Arthur opened his mouth to respond to this one but realised that she actually had a point. Corin took advantage of the opening this created in the conversation to press onward.

“And, hey, remember, part of the point of the expedition was to make friends. You have a friend beating down your door! Figuratively speaking. You literally signed up for this,” she said.

Again, she had a point. That had literally been part of the signup clause, that of assisting humanity in making friends if the expedition happened to find any. Well, these were by far the friendliest friends they’d found so-far, so if it had to happen anywhere it might as well be here, Arthur supposed.

And while it was undeniable that the locals weren’t human it was equally undeniable that they were people.

Arthur was not in the business of thinking too deeply on these sorts of quandaries (he tended to think in straight lines with definite start and end points and then never move from the end point once he’d got there) but that certainly seemed a very important distinction to him. A horse couldn’t talk back to you, Baker’s Dozen could.

She could also smile, which served as a further point of difference, at least to Arthur. And bake. And ask nicely to try some of your lunch and then say thank you afterwards. And care about your wellbeing despite not knowing you personally. A lot of points of difference, really. They were rather starting to pile up, Arthur noticed.

He could almost feel his resolve weakening.

“She does seem nice…” He conceded.

“That’s the spirit! Take a punt! Go for it!” Corin said, triumph flooding her from top to bottom.

“I don’t know what that means,” Arthur said.

“Well, etymologically speaking ‘taking a punt’ means-” Corin started, smartarse that she was, but Arthur cut her off:

“No, I know what it means, I just don’t know what you want me to do.”

“Maybe just try talking to her. Properly, I mean. Try and make a date of it or something. What’s the worst that could happen?”

“She could get to know me and she could realise what a horrible mistake she’s made in approaching me in the first place,” Arthur said. In his experience this was typically the way things happened. Corin winced.

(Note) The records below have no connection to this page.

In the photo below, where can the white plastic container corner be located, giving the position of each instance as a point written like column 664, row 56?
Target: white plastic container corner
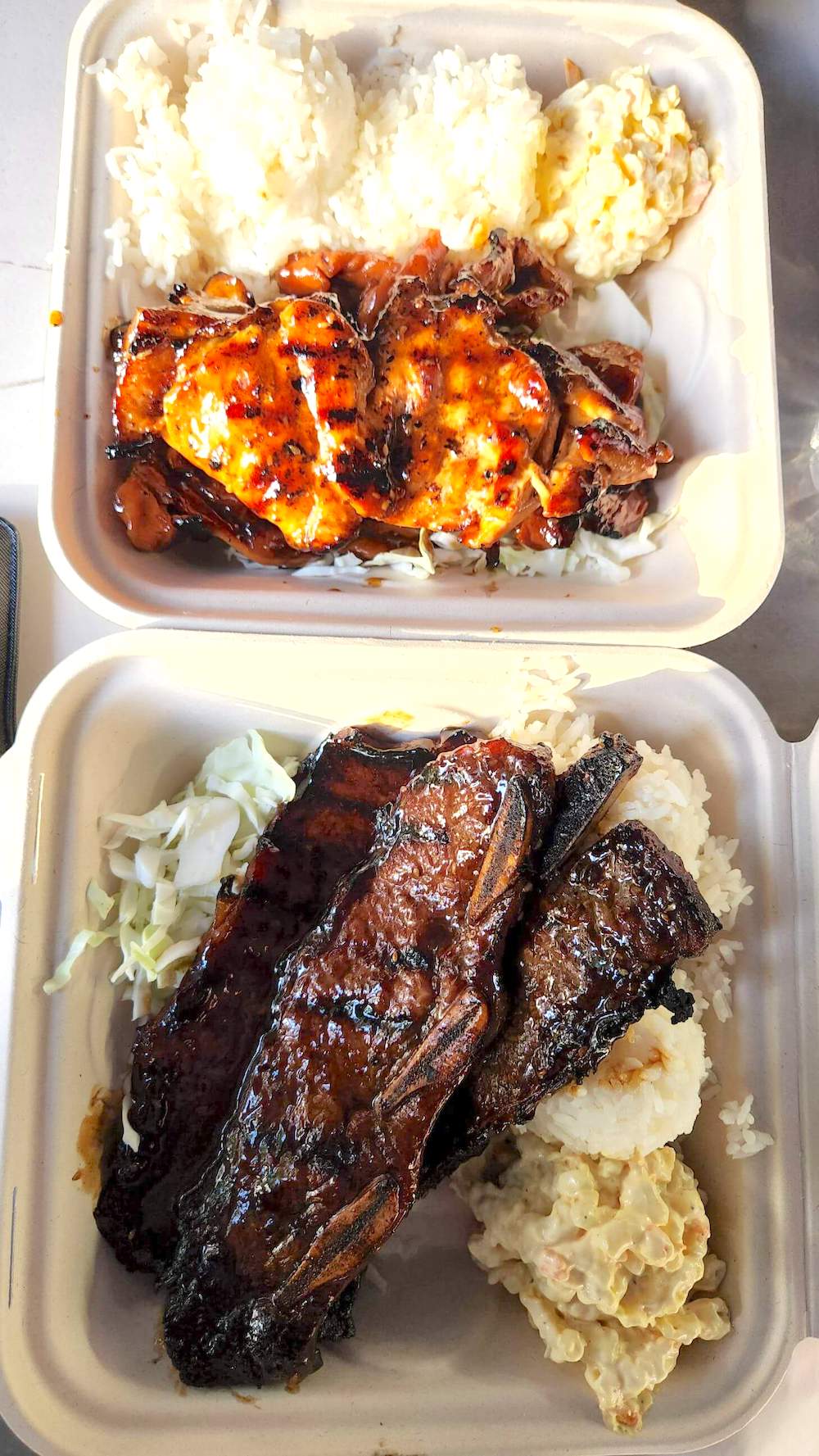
column 712, row 348
column 129, row 719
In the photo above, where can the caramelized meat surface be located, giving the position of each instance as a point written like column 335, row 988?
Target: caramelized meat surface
column 582, row 796
column 188, row 1062
column 517, row 275
column 463, row 412
column 275, row 412
column 386, row 1005
column 597, row 950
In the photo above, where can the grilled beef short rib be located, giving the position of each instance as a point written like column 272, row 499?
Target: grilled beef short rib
column 595, row 951
column 188, row 1062
column 384, row 1008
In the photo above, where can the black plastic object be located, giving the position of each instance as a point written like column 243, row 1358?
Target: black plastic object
column 9, row 586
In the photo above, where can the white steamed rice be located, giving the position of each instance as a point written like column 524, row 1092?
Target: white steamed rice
column 645, row 1094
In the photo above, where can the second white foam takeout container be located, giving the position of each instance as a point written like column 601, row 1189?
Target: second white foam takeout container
column 710, row 348
column 441, row 1363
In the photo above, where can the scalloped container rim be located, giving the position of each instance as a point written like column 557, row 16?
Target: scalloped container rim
column 441, row 1363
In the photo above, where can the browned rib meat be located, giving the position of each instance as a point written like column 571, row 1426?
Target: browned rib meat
column 595, row 951
column 161, row 504
column 620, row 513
column 387, row 1002
column 618, row 365
column 189, row 1059
column 523, row 280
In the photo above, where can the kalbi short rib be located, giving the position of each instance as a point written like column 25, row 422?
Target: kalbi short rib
column 188, row 1062
column 582, row 796
column 384, row 1008
column 595, row 951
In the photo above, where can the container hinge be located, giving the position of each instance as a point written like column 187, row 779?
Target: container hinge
column 805, row 805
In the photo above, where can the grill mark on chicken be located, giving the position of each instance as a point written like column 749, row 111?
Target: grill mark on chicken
column 582, row 796
column 461, row 427
column 188, row 1062
column 320, row 1158
column 597, row 948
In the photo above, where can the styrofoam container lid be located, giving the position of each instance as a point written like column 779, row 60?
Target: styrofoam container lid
column 710, row 348
column 441, row 1363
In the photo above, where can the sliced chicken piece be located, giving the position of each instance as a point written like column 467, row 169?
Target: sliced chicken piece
column 618, row 365
column 275, row 412
column 364, row 281
column 601, row 440
column 461, row 411
column 523, row 280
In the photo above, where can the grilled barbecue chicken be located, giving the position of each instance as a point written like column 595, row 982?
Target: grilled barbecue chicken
column 387, row 1002
column 374, row 393
column 380, row 996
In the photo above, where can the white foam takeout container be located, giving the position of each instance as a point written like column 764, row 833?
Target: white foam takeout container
column 710, row 347
column 442, row 1363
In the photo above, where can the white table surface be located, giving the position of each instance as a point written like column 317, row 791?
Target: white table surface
column 776, row 652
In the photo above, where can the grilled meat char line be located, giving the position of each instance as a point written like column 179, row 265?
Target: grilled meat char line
column 386, row 1005
column 448, row 424
column 188, row 1060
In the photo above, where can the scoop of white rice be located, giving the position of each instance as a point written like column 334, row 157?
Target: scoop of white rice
column 271, row 146
column 645, row 1092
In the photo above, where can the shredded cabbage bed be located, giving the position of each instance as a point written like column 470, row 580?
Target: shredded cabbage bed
column 168, row 867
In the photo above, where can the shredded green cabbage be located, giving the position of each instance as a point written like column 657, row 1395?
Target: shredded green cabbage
column 168, row 867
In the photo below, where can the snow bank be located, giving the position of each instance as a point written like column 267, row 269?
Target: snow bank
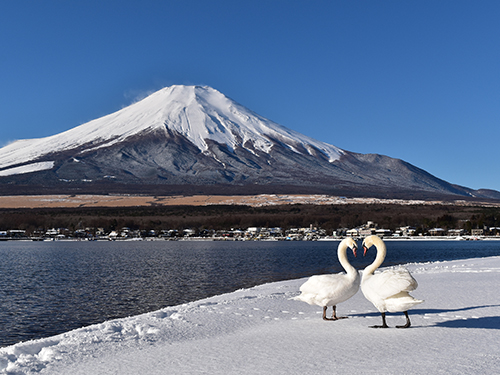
column 261, row 331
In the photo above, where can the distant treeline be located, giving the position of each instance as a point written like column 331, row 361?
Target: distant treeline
column 219, row 217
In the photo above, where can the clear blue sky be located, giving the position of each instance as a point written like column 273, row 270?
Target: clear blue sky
column 414, row 80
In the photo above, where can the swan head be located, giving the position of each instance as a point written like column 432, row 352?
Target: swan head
column 369, row 242
column 351, row 244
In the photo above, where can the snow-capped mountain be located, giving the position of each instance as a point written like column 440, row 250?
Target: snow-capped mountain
column 187, row 139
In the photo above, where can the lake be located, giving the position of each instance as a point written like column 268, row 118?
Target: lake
column 47, row 288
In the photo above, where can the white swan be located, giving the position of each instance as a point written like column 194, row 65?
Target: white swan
column 388, row 290
column 329, row 290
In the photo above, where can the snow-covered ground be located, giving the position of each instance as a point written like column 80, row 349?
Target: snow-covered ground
column 261, row 331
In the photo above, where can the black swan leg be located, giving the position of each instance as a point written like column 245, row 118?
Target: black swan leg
column 384, row 324
column 408, row 324
column 334, row 314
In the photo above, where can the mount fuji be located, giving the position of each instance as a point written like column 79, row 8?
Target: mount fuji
column 195, row 140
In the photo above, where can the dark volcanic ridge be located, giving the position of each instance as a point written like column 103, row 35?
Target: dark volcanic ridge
column 194, row 140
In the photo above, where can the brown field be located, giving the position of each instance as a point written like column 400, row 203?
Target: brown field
column 79, row 201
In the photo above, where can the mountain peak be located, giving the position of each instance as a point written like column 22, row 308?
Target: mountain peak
column 200, row 113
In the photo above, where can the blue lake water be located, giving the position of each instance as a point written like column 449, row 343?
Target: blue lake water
column 48, row 288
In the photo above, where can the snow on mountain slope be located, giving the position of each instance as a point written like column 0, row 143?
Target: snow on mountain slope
column 198, row 113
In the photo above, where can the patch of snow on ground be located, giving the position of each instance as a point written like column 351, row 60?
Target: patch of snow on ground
column 28, row 168
column 262, row 331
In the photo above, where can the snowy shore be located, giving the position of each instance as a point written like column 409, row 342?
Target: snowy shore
column 261, row 331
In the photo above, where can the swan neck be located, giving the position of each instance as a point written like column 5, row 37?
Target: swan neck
column 379, row 259
column 344, row 261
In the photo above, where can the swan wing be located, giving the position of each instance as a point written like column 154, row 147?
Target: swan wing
column 328, row 290
column 393, row 281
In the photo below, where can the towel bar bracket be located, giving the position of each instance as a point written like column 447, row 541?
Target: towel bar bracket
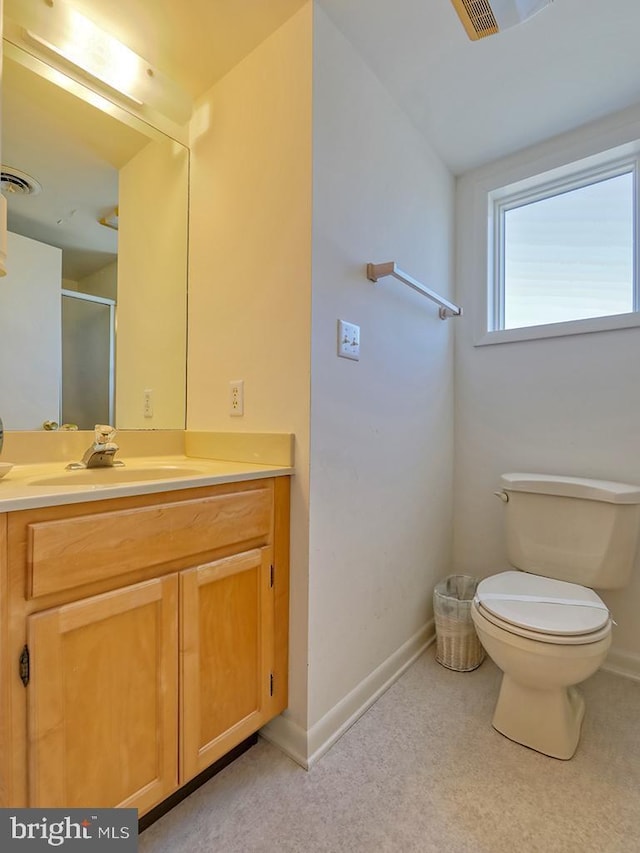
column 446, row 309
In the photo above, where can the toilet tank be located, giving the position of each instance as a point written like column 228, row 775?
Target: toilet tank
column 572, row 529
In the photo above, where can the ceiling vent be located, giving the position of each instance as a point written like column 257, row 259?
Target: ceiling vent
column 15, row 182
column 482, row 18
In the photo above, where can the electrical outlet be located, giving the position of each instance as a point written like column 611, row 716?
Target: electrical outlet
column 348, row 340
column 148, row 403
column 236, row 398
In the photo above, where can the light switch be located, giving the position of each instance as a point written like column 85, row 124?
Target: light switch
column 348, row 340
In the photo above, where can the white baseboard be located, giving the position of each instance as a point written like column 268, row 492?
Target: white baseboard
column 623, row 663
column 306, row 747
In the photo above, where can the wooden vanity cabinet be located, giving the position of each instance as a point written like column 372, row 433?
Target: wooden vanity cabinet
column 152, row 635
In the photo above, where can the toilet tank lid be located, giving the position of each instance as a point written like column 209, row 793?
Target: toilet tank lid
column 572, row 487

“Yeesh, even I wouldn’t go that far. Cut yourself some slack, Arthur, you’re not that bad. Besides, it might work out, it might not - if you go out of your way to shut her off that’ll just make both of you miserable and neither of you will know either way. Do it, see what happens, maybe have fun, maybe not, keep on going anyway. Life continues. Mean, once we’re done with this they’ll probably move us along somewhere else anyway, right?”

Arthur hadn’t thought of that, at least not in detail. The possibility of what the expedition might have him do next was always looming, but it was nebulous - maybe they’d keep him on this level for the next phase of this power thing, maybe they’d take him along to some other one where they needed something doing.

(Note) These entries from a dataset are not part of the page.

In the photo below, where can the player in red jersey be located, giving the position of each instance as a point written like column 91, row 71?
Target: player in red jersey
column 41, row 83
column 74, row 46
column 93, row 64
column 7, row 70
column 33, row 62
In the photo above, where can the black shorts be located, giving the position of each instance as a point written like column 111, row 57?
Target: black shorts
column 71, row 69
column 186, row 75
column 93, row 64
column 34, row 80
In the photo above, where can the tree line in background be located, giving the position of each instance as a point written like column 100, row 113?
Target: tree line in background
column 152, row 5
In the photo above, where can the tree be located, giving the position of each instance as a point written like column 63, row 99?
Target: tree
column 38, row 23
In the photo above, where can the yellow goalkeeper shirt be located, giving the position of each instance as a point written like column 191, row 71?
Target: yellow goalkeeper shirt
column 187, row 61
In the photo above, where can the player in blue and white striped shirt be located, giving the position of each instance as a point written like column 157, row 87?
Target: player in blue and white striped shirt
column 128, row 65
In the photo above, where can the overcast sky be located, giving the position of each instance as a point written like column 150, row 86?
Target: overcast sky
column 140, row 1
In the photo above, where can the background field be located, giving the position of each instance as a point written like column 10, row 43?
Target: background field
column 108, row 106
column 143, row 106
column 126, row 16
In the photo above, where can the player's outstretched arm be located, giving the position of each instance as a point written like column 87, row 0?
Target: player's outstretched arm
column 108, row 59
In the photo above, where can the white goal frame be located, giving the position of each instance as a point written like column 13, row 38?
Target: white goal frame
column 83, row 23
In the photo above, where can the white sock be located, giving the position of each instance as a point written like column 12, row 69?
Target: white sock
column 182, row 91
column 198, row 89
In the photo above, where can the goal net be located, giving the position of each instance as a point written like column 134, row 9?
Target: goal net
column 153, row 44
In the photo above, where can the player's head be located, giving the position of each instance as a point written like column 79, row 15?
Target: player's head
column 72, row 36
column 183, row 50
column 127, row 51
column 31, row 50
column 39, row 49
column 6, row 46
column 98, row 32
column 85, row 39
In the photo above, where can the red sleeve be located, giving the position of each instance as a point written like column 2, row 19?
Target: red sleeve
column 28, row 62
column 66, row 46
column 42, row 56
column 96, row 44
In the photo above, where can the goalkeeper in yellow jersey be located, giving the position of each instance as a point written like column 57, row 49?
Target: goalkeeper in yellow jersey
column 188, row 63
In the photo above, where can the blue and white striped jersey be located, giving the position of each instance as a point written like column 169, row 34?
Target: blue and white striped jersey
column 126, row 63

If the worst came to the worst and Baker’s Dozen did get to know him and find him as repugnant an individual as he was certain he was, then all he had to do was keep his head down, forget it, and before too long he’d be somewhere where it wouldn’t matter anyway.

That wouldn’t be so bad.

“Right,” he said, eventually, nodding slowly and more to himself than to Corin, taking up his fork once more.